On 12/29/2014 08:08 PM, ralph tice wrote:
Like all things it really depends on your use case. We have >160B documents in our largest SolrCloud and doing a *:* to get that count takes ~13-14 seconds. Doing a text:happy query only takes ~3.5-3.6 seconds cold, subsequent queries for the same terms take <500ms.
That seems perfectly reasonable.
Facets over high cardinality fields are going to be painful. We currently programmatically limit the range to around 1/12th or 1/13th of the data set for facet queries, but plan on evaluating Heliosearch (initial results didn't look promising) and Toke's sparse faceting patch (SOLR-5894) to help out there.
We had a look at Heliosearch a while ago and found it unsuitable. Seems like they're trying to make use of some native x86_64 code and HotSpot JVM specific features which we can't use. Some of our clients use IBM's JVM so we're pretty much limited to strictly Java.
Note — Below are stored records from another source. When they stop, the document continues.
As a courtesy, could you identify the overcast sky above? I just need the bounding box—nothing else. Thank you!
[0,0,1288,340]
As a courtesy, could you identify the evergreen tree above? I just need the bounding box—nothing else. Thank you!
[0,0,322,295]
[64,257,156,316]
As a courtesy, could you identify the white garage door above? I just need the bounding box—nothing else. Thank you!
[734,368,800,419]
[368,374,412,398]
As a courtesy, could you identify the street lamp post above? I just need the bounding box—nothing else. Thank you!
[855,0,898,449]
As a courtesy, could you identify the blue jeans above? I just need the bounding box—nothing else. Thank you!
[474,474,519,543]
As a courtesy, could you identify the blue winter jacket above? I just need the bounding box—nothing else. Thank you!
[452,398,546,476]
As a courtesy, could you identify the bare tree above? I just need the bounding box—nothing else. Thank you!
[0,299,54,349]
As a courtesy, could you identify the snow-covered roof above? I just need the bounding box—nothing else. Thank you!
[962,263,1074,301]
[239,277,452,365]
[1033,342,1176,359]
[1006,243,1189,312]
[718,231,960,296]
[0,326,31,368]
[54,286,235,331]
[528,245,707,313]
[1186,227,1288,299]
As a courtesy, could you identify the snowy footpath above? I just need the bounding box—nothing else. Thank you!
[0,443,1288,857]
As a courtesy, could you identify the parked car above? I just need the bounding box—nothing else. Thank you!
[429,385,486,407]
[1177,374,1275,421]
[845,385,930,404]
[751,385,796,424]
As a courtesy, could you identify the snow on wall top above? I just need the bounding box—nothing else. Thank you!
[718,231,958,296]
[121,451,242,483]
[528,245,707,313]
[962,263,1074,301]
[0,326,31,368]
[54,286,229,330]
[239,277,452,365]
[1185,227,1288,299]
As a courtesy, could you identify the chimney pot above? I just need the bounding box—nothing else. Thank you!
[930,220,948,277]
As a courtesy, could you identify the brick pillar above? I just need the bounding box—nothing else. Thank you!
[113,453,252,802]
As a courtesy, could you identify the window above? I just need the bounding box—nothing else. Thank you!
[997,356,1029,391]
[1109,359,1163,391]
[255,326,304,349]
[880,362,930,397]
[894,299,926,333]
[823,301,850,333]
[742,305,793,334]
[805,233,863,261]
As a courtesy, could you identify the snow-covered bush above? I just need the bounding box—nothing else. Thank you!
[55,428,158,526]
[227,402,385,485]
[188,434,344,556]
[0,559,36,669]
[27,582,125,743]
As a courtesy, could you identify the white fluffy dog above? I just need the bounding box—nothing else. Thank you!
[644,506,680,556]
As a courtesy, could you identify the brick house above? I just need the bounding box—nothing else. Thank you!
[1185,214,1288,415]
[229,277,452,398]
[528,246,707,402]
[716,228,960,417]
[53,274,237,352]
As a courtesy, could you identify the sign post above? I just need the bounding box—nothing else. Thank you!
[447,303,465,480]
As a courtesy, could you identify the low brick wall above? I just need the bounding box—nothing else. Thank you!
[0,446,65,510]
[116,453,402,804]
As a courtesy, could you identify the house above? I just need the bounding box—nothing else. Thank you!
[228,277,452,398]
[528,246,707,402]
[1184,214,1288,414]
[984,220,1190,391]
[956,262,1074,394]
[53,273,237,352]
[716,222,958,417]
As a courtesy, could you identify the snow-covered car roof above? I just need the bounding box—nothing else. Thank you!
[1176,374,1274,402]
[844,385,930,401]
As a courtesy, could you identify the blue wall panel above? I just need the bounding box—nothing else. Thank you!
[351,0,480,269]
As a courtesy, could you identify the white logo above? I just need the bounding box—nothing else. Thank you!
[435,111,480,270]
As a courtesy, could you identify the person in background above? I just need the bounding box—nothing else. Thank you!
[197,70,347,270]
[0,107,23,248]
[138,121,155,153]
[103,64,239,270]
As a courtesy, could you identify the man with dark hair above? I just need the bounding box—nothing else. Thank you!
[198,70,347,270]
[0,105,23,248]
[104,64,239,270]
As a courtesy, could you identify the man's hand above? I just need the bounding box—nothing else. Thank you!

There could be more support / ease of use enhancements for moving shards across SolrClouds, moving shards across physically nodes within a SolrCloud, and snapshot/restore of a SolrCloud, but there has also been a lot of recent work in these areas that are starting to provide the underlying infrastructure for more advanced shard management.
That's reassuring to hear. If we run in to these issues we can probably donate some time to work on them, so I'm not too worried about that.
I think there are more people getting into the space of >100B documents but I only ran into or discovered a handful during my time at Lucene/Solr Revolution this November. The majority of large scale SolrCloud users seem to have many collections (collections per logical user) rather than many documents in one/few collections.
That's my understanding as well. Lucene Revolution is on the wrong side of the Atlantic for me. But there's an Open Source Search devroom at FOSDEM this year, which seems like a sensible place to discuss these things. I'll make a post on the relevant mailing lists about this after the holidays if anyone is interested.
Thanks for your detailed response! - Bram